I once created a c++ template class that statically type-checked contraction, but it was a bit unwieldy, so I'm not proposing we go there. It's useful in multi-view geometry. But let's at least know that we are taking a column-oriented approach (as is default in Matlab and Eigen, I think because of similar reasons).

marcrasi commented 4 years ago

@marcrasi Could you change the G2O Reader a bit and add the ability to read in the Pose3 dataset here? I tried and it seems to be a bit too convoluted for me...

Yeah!

Note there is one place where co-vectors show up all the time: automatic differentiation :-) The tangent vectors are column vectors, but adjoints I believe are typically seen as co-vectors. I forget where I saw that.

Interesting. We used to have separate TangentVector and CotangentVector types in Swift AD. The differentials dealt with TangentVector and the pullbacks dealt with CotangentVector. Then we removed the distinction because it just added more complexity with no benefit for any use cases that we had at the time. (gradient decent in flat euclidean spaces for deep learning)
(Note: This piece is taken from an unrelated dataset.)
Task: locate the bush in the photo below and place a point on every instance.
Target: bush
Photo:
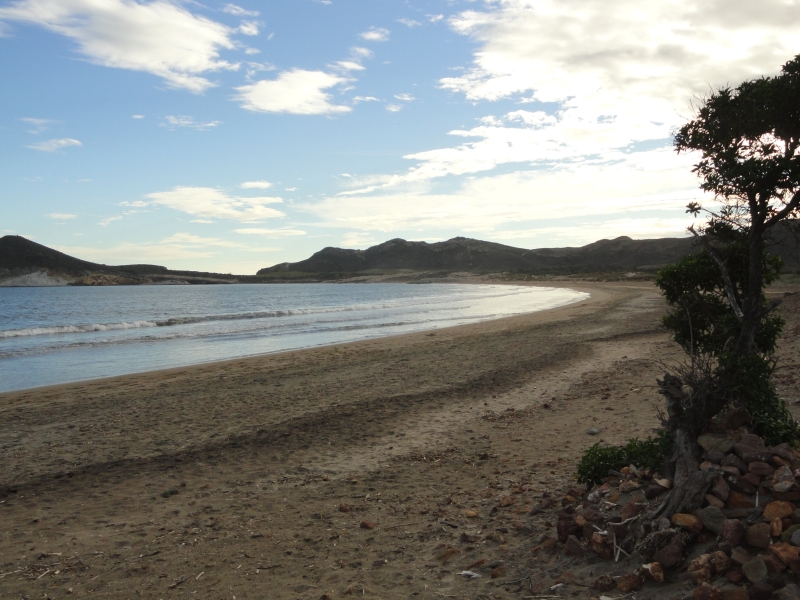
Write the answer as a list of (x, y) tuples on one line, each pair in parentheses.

marcrasi commented 4 years ago

Update on my progress: I've been thinking about vectors and matrices. I think it's actually more important to get these working well before getting the generic factor graph working. A lot of pieces of factor graphs are generic over vectors and matrices, so we should understand our vectors and matrices pretty well before we put them inside factor graphs.

I have some ideas how to express fixed-size vectors, and how to express fixed-size linear maps (aka matrices) as fixed-size collections of vectors. I think I'll be able to have a PR ready to discuss by this Friday's meeting.

In the meantime, Dave is working in parallel on the heterogeneous collection types that we are going to use to store the generic factor graphs.